Вернулась Филлис, и мы пошли по направлению к Шестой авеню, повернули и направились в сторону центра. Над нами вечернее, серо-голубое небо, с рваными облаками, как это часто случается в марте. Облака проносились, как сумасшедшие гуси. Небо разрезали длинные лучи заката. Филлис остро реагировала на погоду. Ее охватило беспокойство. Изящная и стройная, она шла четким, уверенным шагом, оживленная и возбужденная. Филлис не думала о себе, пока не перехватила мой взгляд: она тут же покраснела, а краснела она легко.

— Не жалейте меня, мистер Клэнси, — вдруг сказала она. — Не надо.

— С какой стати вас надо жалеть, мисс Гольдмарк? — взорвался я. — Боже, как вам такое пришло в голову?

— Я не собиралась обижать вас…

— Обижать? Вот еще! Я просто не вижу смысла в ваших словах. Мне было так хорошо сегодня днем! А вам?

— Мне тоже. Мне так понравился фильм! И с вами мне было так хорошо…

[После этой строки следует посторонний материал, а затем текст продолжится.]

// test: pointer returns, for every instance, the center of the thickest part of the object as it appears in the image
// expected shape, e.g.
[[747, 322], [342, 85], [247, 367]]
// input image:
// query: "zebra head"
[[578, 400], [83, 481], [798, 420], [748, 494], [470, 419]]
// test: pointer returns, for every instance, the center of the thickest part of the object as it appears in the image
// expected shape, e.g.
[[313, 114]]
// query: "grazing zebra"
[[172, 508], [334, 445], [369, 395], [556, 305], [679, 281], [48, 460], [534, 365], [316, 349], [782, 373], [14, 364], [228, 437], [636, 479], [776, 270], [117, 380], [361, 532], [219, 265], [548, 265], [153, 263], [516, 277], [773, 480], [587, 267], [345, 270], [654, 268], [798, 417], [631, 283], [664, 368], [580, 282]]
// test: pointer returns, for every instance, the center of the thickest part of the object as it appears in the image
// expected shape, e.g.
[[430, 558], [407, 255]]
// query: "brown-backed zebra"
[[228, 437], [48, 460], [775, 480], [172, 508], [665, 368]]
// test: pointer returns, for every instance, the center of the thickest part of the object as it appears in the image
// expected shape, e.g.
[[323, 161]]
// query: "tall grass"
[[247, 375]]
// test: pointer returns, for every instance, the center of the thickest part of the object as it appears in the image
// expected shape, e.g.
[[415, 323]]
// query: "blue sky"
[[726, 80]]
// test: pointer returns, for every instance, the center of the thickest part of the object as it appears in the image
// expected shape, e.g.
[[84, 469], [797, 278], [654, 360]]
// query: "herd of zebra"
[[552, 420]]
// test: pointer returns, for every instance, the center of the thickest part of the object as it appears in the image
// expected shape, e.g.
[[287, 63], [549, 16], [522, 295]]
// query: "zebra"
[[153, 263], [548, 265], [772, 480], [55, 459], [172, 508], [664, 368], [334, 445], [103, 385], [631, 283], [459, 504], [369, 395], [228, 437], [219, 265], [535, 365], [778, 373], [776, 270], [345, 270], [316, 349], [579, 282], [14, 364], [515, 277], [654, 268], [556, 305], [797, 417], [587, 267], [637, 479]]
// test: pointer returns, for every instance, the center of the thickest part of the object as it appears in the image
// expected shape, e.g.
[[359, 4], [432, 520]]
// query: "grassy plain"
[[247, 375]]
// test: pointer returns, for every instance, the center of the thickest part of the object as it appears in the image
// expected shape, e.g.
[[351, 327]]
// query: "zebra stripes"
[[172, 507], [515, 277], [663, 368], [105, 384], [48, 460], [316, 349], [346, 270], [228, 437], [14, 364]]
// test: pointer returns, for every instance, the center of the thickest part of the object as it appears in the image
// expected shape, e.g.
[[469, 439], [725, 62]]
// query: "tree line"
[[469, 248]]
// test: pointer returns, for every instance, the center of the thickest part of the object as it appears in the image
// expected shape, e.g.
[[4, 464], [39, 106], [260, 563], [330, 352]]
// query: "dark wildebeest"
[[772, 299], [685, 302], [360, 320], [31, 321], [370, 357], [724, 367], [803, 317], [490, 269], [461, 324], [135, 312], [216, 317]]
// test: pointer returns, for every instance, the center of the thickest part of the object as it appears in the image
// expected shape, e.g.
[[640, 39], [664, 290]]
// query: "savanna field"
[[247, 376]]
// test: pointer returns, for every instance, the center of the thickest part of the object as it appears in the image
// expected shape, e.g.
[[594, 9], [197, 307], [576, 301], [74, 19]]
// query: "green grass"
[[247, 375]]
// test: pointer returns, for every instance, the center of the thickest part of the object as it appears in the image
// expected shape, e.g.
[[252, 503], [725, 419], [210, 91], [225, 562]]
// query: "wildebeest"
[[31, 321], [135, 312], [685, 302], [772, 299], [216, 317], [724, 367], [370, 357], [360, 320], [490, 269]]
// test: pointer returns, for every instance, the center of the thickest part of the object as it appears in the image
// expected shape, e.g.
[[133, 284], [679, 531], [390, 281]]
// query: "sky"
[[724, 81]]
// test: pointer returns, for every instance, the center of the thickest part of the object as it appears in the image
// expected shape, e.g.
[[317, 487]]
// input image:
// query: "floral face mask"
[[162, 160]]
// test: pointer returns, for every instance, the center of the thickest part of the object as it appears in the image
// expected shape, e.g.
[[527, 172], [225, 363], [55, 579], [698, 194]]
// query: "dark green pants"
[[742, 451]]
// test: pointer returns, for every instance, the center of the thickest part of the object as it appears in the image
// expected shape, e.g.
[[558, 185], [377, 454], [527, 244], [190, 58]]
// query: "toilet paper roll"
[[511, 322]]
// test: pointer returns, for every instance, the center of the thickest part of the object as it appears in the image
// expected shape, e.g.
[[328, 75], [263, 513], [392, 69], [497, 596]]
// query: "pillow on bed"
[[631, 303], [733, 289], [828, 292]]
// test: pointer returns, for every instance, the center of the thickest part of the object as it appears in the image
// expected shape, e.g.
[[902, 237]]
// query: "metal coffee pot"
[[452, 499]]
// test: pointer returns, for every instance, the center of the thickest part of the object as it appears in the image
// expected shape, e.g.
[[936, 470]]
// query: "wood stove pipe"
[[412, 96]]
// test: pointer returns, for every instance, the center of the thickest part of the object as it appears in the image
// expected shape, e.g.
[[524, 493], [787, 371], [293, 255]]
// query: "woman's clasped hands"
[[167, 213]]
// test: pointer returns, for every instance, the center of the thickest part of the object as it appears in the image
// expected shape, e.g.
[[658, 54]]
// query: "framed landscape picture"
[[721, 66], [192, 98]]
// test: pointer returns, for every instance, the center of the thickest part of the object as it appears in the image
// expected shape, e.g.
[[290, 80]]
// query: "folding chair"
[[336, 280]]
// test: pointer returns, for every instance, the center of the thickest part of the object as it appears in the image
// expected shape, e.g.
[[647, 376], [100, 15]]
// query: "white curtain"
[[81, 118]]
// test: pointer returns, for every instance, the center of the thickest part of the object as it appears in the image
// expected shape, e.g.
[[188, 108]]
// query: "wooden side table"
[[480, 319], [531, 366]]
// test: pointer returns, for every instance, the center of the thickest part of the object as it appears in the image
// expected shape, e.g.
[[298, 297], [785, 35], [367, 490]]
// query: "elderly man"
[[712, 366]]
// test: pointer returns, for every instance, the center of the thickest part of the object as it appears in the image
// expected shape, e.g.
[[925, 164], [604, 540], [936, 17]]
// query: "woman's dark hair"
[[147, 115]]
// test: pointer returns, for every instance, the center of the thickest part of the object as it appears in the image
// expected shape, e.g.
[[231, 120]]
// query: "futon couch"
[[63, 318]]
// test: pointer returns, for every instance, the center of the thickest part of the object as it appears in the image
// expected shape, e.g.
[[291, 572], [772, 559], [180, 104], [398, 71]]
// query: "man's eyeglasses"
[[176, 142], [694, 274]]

— Тогда к чему разговор о жалости?

— Сама не знаю. Сказала — и все.

— Больше так не говорите, когда мы вместе.

— Не буду.

— Запомните раз и навсегда!

— Постараюсь. — И улыбка вновь осветила ее лицо.

Мы заказали ужин. Ресторан недорогой, в пределах возможностей преподавателя, и еда хорошая. Мы оба проголодались во время прогулки, а холодный вечерний воздух вернул нас к жизни. Чувство простое и в то же время неповторимое — вдобавок давно мною забытое. Оно не исчезло, когда Филлис заговорила обо мне и моей жене.

— Вы ведь питаетесь в одиночестве, мистер Клэнси, — вспомнила Филлис. — Неужели у вас совсем нет близких? Или вам неприятен разговор на эту тему?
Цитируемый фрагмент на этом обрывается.